Home truths hit buyers as Amrapali probe findings go from bizarre to shocking
It has now come to light that the company’s promoters and directors built personal empires using money received from homebuyers — without spending even a single penny of their own.
Deposits taken from aspiring homebuyers were spent by these persons on a wedding, luxury cars, houses, jewellery and other such stuff, a ToI story quoted the auditors as saying. With this money, they also made investments in shares and mutual funds.
The Amrapali money trail
The audit report, which runs into more than 2,500 pages, gives a shocking account of how over Rs 3,500 crore of homebuyers’ money was diverted to wherever the group bosses wished.

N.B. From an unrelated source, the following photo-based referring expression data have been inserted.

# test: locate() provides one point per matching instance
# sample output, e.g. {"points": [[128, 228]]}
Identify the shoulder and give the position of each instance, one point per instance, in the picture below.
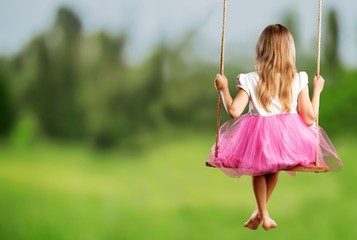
{"points": [[247, 81]]}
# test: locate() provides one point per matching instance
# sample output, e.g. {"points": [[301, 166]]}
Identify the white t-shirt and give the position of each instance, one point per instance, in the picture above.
{"points": [[249, 82]]}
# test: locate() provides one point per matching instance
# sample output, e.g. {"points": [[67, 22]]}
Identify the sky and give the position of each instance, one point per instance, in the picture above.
{"points": [[147, 22]]}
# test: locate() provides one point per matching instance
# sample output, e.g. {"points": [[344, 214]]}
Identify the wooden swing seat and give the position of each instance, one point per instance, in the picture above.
{"points": [[311, 168]]}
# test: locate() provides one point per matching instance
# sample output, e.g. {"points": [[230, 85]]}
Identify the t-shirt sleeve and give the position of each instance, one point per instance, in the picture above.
{"points": [[241, 82], [304, 80]]}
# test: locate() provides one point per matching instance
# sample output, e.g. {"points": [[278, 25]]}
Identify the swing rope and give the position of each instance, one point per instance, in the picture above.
{"points": [[221, 71], [316, 166], [318, 69]]}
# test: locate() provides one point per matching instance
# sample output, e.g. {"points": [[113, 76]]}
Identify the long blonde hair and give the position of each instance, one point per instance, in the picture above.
{"points": [[275, 64]]}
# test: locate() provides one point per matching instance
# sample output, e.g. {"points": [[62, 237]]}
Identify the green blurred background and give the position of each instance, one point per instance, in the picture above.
{"points": [[105, 128]]}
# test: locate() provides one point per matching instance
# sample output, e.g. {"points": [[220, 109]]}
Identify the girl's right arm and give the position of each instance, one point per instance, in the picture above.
{"points": [[236, 106], [309, 110]]}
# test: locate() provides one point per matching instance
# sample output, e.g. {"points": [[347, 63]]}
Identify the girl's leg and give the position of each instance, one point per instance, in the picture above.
{"points": [[271, 181]]}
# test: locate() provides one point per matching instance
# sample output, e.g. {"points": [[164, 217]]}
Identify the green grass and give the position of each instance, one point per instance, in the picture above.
{"points": [[166, 192]]}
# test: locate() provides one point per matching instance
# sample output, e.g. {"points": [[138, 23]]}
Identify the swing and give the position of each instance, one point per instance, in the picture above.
{"points": [[314, 167]]}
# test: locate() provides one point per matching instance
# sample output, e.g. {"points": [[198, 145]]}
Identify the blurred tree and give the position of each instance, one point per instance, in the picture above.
{"points": [[290, 20], [104, 85], [332, 42], [7, 113], [56, 89]]}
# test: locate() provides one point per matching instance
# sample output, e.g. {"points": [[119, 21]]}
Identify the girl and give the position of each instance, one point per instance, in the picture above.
{"points": [[279, 132]]}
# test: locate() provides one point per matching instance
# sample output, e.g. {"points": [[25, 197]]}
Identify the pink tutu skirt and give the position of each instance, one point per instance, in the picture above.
{"points": [[258, 145]]}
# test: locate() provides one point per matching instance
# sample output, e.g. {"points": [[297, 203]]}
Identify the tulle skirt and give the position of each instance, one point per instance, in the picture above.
{"points": [[258, 145]]}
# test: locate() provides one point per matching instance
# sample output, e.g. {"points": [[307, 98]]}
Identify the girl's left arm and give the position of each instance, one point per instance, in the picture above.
{"points": [[236, 106]]}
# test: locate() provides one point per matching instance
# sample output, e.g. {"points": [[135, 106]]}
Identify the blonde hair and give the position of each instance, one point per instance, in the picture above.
{"points": [[275, 64]]}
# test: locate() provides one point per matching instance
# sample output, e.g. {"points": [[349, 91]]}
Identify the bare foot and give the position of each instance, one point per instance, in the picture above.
{"points": [[253, 222], [268, 223]]}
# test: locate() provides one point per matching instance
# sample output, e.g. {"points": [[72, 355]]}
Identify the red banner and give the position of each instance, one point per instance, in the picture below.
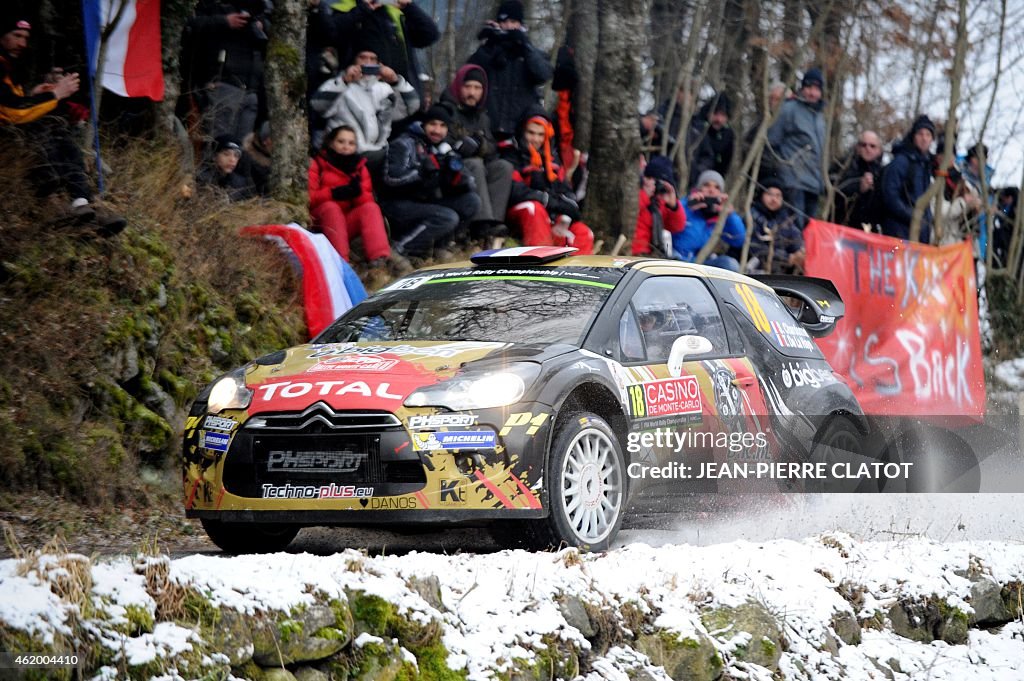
{"points": [[909, 343]]}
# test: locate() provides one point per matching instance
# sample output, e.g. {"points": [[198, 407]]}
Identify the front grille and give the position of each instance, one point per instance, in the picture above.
{"points": [[321, 418]]}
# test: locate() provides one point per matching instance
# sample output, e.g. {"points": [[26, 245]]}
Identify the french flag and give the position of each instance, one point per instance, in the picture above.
{"points": [[132, 60]]}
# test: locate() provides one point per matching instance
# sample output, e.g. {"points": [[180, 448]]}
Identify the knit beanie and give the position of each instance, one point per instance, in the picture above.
{"points": [[227, 143], [475, 74], [813, 76]]}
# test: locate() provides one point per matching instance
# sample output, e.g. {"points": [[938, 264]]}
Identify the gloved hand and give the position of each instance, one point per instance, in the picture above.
{"points": [[346, 192]]}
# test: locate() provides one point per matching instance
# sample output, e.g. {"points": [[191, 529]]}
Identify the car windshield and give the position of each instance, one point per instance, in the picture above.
{"points": [[540, 305]]}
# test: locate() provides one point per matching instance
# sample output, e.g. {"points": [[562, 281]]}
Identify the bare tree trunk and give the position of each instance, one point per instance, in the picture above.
{"points": [[960, 56], [583, 37], [987, 206], [286, 87], [614, 142], [1016, 243], [734, 48]]}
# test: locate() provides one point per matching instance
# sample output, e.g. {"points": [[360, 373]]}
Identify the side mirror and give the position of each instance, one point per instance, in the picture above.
{"points": [[683, 347]]}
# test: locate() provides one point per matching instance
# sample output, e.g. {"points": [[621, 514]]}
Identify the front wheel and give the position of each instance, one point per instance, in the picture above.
{"points": [[586, 471], [249, 537]]}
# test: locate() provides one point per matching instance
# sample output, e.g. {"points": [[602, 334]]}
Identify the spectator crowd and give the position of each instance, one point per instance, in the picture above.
{"points": [[411, 175]]}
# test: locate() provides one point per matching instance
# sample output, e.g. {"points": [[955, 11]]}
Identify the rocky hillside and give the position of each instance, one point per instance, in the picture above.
{"points": [[824, 607], [104, 342]]}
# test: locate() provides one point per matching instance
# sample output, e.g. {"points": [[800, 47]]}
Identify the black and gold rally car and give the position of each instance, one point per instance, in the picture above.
{"points": [[528, 390]]}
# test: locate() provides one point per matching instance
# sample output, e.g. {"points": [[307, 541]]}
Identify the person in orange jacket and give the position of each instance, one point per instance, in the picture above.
{"points": [[543, 205], [341, 198], [659, 210]]}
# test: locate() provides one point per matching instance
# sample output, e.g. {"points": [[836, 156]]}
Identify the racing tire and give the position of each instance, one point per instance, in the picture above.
{"points": [[239, 538], [587, 485]]}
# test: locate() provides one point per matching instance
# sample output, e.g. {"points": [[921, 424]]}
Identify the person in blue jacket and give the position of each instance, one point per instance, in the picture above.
{"points": [[708, 204]]}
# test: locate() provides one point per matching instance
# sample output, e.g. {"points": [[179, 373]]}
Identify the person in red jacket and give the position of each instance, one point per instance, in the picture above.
{"points": [[341, 198], [659, 210], [543, 206]]}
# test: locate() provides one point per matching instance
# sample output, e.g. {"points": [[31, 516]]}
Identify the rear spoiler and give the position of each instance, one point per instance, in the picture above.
{"points": [[815, 302]]}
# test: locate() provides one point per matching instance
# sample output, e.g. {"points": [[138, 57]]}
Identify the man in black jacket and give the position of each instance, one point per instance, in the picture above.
{"points": [[470, 130], [426, 195], [225, 47], [515, 70], [857, 182]]}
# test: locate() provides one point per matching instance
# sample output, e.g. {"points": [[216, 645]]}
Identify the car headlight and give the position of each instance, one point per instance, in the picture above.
{"points": [[229, 392], [477, 390]]}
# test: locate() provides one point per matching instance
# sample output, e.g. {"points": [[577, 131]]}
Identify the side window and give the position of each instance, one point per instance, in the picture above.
{"points": [[668, 307]]}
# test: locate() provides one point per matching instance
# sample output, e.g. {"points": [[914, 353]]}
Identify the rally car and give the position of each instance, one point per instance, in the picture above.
{"points": [[521, 390]]}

CMD Anil Sharma ran Amrapali Group like a personal fiefdom in cahoots with other directors, auditors have informed the Supreme Court.
Auditors Pawan Agarwal and Ravi Bhatia told the SC they’ve detected an amount of Rs 152.24 crore which Amrapali’s director and their families diverted for paying taxes, advances for buying shares and other such expenses.

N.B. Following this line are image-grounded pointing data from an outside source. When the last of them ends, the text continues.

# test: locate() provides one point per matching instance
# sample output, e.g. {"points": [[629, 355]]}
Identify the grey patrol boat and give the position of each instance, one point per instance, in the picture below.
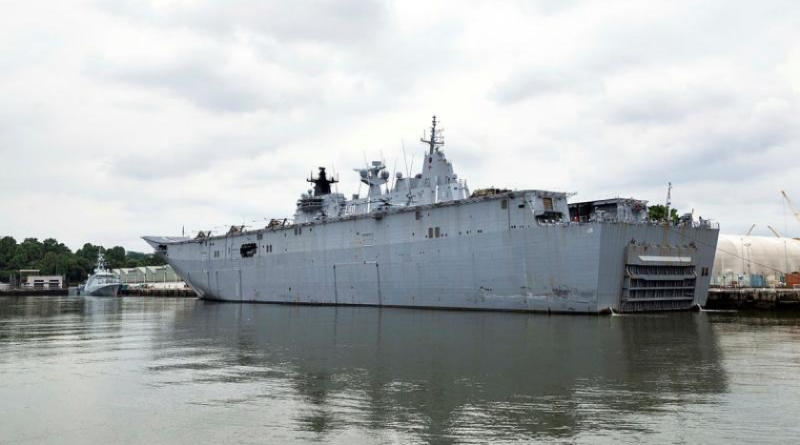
{"points": [[428, 242]]}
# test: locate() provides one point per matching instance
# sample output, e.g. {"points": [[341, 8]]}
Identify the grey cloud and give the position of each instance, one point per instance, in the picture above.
{"points": [[662, 106], [319, 21], [204, 82], [531, 84]]}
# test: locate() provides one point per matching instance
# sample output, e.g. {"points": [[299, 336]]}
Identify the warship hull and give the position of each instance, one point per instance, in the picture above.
{"points": [[490, 253]]}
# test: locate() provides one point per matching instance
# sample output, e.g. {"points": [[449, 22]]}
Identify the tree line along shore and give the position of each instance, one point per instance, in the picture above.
{"points": [[53, 258]]}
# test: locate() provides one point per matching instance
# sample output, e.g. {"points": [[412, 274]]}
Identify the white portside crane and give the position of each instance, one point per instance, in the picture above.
{"points": [[791, 205]]}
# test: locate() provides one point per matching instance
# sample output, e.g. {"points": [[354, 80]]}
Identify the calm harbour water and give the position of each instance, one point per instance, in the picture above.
{"points": [[181, 371]]}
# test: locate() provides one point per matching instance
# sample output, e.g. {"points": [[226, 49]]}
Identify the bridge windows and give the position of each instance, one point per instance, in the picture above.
{"points": [[434, 232], [248, 250]]}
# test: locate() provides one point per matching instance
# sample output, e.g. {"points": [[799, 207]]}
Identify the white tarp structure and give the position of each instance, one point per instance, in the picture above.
{"points": [[742, 259], [150, 276]]}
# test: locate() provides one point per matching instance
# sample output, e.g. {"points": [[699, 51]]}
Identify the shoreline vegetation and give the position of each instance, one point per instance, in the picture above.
{"points": [[54, 258]]}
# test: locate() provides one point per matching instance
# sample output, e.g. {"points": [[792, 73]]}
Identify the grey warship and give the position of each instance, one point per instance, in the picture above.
{"points": [[427, 242]]}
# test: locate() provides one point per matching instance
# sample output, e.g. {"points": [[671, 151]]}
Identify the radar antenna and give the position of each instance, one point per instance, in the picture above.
{"points": [[436, 139]]}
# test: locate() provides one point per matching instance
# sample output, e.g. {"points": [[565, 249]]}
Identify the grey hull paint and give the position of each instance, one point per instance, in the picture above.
{"points": [[486, 258], [110, 290]]}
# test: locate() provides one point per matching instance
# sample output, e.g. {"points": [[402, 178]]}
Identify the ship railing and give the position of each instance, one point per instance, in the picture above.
{"points": [[712, 225]]}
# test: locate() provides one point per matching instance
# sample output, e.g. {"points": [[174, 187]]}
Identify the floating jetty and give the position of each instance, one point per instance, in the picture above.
{"points": [[753, 298]]}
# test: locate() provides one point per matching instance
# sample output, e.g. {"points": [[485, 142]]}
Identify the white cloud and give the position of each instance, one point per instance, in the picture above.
{"points": [[134, 118]]}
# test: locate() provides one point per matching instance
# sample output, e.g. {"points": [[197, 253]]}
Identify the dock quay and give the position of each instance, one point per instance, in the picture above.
{"points": [[753, 298]]}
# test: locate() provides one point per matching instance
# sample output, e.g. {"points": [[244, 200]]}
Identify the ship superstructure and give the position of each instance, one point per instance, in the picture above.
{"points": [[425, 241], [102, 283]]}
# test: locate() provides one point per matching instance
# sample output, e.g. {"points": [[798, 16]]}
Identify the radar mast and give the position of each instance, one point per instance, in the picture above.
{"points": [[436, 139]]}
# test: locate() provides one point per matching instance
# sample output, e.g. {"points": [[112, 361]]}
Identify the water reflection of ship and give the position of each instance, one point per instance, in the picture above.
{"points": [[443, 375]]}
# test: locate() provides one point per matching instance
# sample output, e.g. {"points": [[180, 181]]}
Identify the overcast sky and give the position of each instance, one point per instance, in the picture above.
{"points": [[125, 118]]}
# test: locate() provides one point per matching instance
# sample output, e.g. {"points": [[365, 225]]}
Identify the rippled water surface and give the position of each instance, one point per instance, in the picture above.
{"points": [[182, 371]]}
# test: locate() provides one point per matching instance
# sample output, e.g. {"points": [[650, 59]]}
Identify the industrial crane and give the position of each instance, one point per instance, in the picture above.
{"points": [[791, 205]]}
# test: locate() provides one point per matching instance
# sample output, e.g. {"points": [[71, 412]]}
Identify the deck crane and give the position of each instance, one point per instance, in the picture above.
{"points": [[791, 205]]}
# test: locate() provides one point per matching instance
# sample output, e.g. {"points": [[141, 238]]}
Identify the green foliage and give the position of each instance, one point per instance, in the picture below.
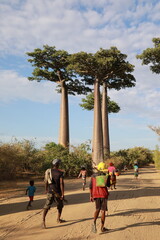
{"points": [[71, 161], [156, 157], [151, 56], [106, 65], [88, 104], [19, 158], [142, 155], [51, 64]]}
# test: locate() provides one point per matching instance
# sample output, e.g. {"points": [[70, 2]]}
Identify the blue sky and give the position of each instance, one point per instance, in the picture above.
{"points": [[30, 110]]}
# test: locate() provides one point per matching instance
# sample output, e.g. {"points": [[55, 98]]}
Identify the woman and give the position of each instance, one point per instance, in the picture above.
{"points": [[112, 170]]}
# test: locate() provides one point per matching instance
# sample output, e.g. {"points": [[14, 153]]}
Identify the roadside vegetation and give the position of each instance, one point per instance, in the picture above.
{"points": [[21, 159]]}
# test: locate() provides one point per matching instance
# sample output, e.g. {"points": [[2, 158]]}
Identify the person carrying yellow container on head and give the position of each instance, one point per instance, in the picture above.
{"points": [[112, 171]]}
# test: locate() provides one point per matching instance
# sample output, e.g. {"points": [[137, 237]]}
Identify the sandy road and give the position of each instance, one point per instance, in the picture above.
{"points": [[134, 211]]}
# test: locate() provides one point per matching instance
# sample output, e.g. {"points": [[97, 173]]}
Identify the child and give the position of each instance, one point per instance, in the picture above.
{"points": [[83, 173], [31, 190]]}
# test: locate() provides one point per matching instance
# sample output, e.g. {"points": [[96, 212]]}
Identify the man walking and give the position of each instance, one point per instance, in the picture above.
{"points": [[99, 194], [54, 187]]}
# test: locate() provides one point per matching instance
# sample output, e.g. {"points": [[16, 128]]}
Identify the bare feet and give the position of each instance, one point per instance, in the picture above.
{"points": [[94, 229], [44, 225], [60, 221]]}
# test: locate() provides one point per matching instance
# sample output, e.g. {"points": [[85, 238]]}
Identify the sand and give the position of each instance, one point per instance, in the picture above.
{"points": [[133, 211]]}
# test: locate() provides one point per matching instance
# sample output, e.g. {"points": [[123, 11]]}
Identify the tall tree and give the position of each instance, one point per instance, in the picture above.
{"points": [[88, 104], [115, 74], [111, 107], [51, 64], [151, 56], [107, 68]]}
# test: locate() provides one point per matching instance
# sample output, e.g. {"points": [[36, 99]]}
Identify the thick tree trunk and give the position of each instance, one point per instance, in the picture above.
{"points": [[97, 145], [105, 122], [64, 117]]}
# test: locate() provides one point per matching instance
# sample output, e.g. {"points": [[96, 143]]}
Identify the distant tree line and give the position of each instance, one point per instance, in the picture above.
{"points": [[21, 159]]}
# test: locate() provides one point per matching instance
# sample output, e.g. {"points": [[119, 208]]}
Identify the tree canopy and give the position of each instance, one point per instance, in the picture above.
{"points": [[88, 104], [107, 65], [151, 56], [51, 64]]}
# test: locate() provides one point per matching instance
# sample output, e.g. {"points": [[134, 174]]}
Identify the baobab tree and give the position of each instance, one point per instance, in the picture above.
{"points": [[151, 56], [88, 104], [110, 69], [51, 65]]}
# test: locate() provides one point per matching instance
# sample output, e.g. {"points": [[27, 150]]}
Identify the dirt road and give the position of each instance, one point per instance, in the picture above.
{"points": [[133, 211]]}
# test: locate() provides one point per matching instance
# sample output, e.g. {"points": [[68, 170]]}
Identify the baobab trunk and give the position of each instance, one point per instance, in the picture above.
{"points": [[105, 122], [97, 145], [64, 117]]}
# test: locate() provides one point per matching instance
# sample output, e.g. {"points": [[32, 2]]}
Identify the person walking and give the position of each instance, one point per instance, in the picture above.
{"points": [[30, 190], [54, 187], [99, 194], [112, 173], [83, 174], [136, 170]]}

According to the auditors, it is possible to raise the money required for finishing the stuck Amrapali projects. For this, they recommend that the money diverted by the group’s bosses be brought back and further funds be raised by selling the group’s various assets, including homes.

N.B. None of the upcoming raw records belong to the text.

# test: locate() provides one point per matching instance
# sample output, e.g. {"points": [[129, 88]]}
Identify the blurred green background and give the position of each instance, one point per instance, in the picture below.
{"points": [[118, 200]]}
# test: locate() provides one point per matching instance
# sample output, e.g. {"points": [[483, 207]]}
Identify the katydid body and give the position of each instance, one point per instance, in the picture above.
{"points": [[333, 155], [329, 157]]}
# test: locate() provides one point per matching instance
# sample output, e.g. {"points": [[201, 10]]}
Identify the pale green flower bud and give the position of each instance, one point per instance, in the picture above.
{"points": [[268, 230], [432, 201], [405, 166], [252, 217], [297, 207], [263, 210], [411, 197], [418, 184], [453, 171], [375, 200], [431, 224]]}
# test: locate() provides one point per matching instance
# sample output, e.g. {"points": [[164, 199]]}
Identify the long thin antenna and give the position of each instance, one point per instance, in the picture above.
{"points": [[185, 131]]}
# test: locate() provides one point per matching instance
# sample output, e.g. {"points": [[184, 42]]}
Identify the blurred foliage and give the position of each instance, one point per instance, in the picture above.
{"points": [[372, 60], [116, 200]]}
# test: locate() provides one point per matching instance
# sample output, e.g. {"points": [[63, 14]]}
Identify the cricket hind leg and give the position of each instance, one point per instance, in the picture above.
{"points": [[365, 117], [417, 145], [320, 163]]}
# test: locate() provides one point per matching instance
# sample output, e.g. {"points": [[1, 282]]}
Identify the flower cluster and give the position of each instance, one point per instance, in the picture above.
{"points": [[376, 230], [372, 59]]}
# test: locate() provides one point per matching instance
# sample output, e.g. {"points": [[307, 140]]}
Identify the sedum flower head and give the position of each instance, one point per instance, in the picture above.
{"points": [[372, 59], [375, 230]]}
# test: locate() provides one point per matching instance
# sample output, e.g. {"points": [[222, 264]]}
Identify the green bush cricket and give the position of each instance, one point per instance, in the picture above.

As per their account, the total recoverable amount from Amrapali would be in the neighbourhood of Rs 9,590 crore. As much as Rs 455 crore can be recovered from the group’s directors, their kith and kin and individuals holding key managerial position in the company, the auditors have told the SC. Besides, at current market value, Rs 321.31 crore can be recovered from 5,856 flats that Amrapali had sold at throwaway prices.
From homebuyers who have either booked flats or already taken possession in as many as 14 projects of the group, an amount of Rs 3,487 crore can be recovered.
That apart, there currently are 5,229 unsold flats of Amrapali in 11 different projects which can be sold for Rs 1,958.82 crore, the auditors’ account revealed.
The account put bogus purchases in the group’s projects at Rs 1,446.68 crore. Also, the group has a liability of Rs 6,004.6 crore towards the Noida and Greater Noida authority on account of unpaid money due for land.
‘First degree crime’
People holding key managerial positions in the group, including directors, siphoned off a gigantic amount of funds — money that was lying with various group arms in the form of cash-in-hand, it has been found.
The Supreme Court had already said that Amrapali has committed a “first degree crime” by cheating thousands of homebuyers, and that everyone behind the scam will be prosecuted no matter how powerful the were.
It now wants a system in place for safeguarding homebuyers’ interest and also that of banks that have lent over 1,000 crore to the group.
The court had already clearly stated that it would not accept any justifications given by Amrapali in view of its consistently dubious conduct. How can Amrapali claim ownership of its properties when promoters/directors invested nothing from their pockets, the court asked.